Where is Zomia?
Conventional geographical units of any kind often lead the imagination along set pathways. Originality of thought can therefore be be enhanced by the creation of novel regionalization schemes. One of the more intriguing new regions to be proposed in recent years is Zomia, a term coined by historian Willem van Schendel in 2002, and expanded upon by James C. Scott in his recent book The Art of Not Being Governed: An Anarchist History of Upland Southeast Asia. As Scott’s title indicates, Zomia denotes the mountainous areas of mainland Southeast Asia, along with adjacent parts of India and China, that have historically resisted incorporation into the states centered in the lowland basins of the larger region.
In one sense, injustice is done to the very concept of Zomia by delineating it on a map with precise boundaries. Premodern Southeast Asian states themselves were not spatially bounded, let alone this anarchic hill country. Still, it can be useful to map the general area of Zomia, which I have done above.
My map is a little different from that of James Scott, on which it is based.
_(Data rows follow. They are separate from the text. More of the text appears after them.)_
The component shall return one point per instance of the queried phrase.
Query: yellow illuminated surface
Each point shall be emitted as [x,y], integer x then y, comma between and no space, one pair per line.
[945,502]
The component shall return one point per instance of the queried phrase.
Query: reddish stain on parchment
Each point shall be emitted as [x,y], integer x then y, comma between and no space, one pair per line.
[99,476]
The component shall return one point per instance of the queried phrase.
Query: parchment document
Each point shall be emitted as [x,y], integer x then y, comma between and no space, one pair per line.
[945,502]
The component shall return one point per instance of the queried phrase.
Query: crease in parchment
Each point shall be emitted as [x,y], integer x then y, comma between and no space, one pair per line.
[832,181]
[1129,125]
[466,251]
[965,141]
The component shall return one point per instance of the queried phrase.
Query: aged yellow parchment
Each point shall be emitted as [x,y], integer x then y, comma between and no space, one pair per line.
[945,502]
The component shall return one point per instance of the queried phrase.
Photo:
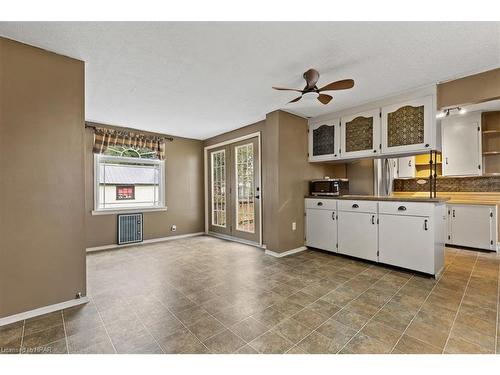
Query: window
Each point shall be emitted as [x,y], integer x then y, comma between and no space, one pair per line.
[131,182]
[125,192]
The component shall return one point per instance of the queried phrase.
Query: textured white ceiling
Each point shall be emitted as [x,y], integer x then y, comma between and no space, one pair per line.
[199,79]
I include a bit less of northern Thailand, and substantially less of upper Burma and of Assam, as these areas were important centers of state formation in the pre-colonial era. (I probably should also have excluded the Indian state of Manipur, as it too was the site of a significant, if usually ignored, indigenous state.)
One of the advantages of the concept of Zomia is the fact that it cuts across the boundaries of South, East, and Southeast Asia. While these world regions have their utility, they can also restrict the scholarly imagination. One cannot do justice to the societies of Zomia if one examines them only from the perspective of Southeast Asian studies.